SI, LO ÚNICO QUE LES FALTA ES REZAR E IR A MISA
Resulta conmovedor
observar los esfuerzos de esos intelectuales y periodistas para ganarse su
paga, intentando explicar lo que, desde el punto de vista del socialismo y la
revolución, ya ha quedado suficientemente claro. Se estremecen ante el desfile
militar del ejército ruso conmemorando el aniversario de la caída de Berlín y
saludan su marcha como si fuera el Ejército Rojo de Trotsky; alaban al oligarca
Putin como si fuera el nieto de Lenin y a su camarilla capitalista como si
fuera el Comité Central del 17; saludan la reconstrucción del imperialismo ruso
como si fuera la resurrección de la URSS. Lo mismo harán, ahora, con los
Castro. Elevarán a prodigios de la revolución "socialista" los nuevos
garitos y prostíbulos que se instalan en la isla y a la categoría de milagro
económico el despido de casi medio millón de trabajadores estatales mientras
sus generales se convierten en "guardianes revolucionarios" de las
empresas imperialistas. Así como la restauración capitalista en Cuba cierra el
proceso de las revoluciones del siglo pasado, también la ideología reformista,
conciliadora y populista que el castrismo forjó en la región, cae en la
decadencia y sus crepusculares portavoces lo pasan mal. Sus amigos soportan a
duras penas los embates de los pobres que ya no creen en sus huecas proclamas
"socialistas", apenas una mascarada grotesca de la colaboración de
clases y la explotación. Dilma, la abanderada de la capitulación del Partido de
los Trabajadores en Brasil, es abucheada en público en cada aparición, sus
propios sindicalistas le hacen huelgas feroces y las marchas exigiendo su
renuncia son multitudinarias. No la pasa mejor Rafael Correa, el ecuatoriano
que es mecenas de varios cagatintas locales, repudiado por la mayoría indígena
de la población. Ni qué decir de Nicolás Maduro, el estrafalario timonel del
chavismo en retirada. No la pasan mejor Cristina Fernández ni Michele Bachelet.
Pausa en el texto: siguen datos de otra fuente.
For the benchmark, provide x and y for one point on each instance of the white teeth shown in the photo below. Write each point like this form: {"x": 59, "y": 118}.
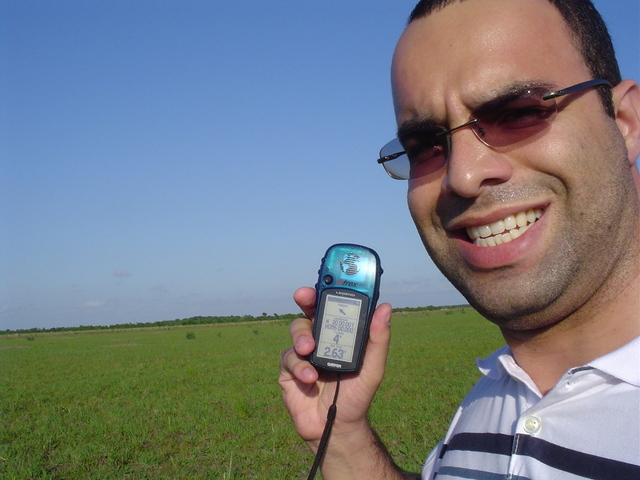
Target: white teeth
{"x": 503, "y": 231}
{"x": 484, "y": 231}
{"x": 497, "y": 227}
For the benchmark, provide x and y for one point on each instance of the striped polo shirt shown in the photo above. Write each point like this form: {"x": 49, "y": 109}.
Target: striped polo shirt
{"x": 587, "y": 426}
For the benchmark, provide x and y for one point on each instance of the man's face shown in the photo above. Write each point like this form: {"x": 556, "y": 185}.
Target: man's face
{"x": 574, "y": 175}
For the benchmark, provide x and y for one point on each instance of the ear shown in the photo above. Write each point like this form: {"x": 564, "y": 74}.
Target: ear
{"x": 626, "y": 99}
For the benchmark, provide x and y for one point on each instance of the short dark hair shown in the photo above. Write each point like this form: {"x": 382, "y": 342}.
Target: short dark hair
{"x": 590, "y": 35}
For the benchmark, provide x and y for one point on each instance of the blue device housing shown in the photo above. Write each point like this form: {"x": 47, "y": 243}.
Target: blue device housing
{"x": 347, "y": 294}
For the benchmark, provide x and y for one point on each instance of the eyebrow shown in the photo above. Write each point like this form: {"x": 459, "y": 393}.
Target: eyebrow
{"x": 490, "y": 102}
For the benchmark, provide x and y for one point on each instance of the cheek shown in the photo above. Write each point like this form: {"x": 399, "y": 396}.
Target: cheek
{"x": 422, "y": 197}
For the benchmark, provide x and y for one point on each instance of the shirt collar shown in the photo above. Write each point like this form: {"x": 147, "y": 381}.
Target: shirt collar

Todos o casi todos los aliados "ideológicos" del castrismo los
acompañan en su decadencia. Un gran debate, aun no saldado, recorre a toda la
izquierda. Se trata de analizar este fenómeno que tuvo tanta trascendencia no
con el corazón y la nostalgia sino con las herramientas que la historia nos proporcionó.
Es difícil, es duro, pero es imprescindible llamar a las cosas por su nombre.
Sólo así se abren las puertas del futuro. Nos duele hacerlo. En primer lugar a
quienes hemos acompañado la revolución cubana desde sus orígenes, defendido el
derecho de su pueblo a trazar su destino y, sobre todo, duele por toda una
generación sacrificada por esos ideales abandonados. No es la primera vez que
una revolución es devorada desde adentro para beneficio de sus dirigentes.
Pero, si abolimos el rol "predestinado" de caudillos, intelectuales,
abogaduchos y cagatintas, vanguardias y partidos iluminados, para abrazar el
concepto social de la epopeya, la democracia directa y la no delegación en la
pequeño burguesía de nuestra misión histórica, posiblemente sean éstas las
últimas claudicaciones. Vale, en estos momentos tristes, recordar la
esclarecedora y delimitadora máxima de la Primera Internacional, aquella gran
organización revolucionaria de anarquistas, socialistas, blanquistas y
marxistas: "La liberación
de los trabajadores sólo será obra de los trabajadores mismos".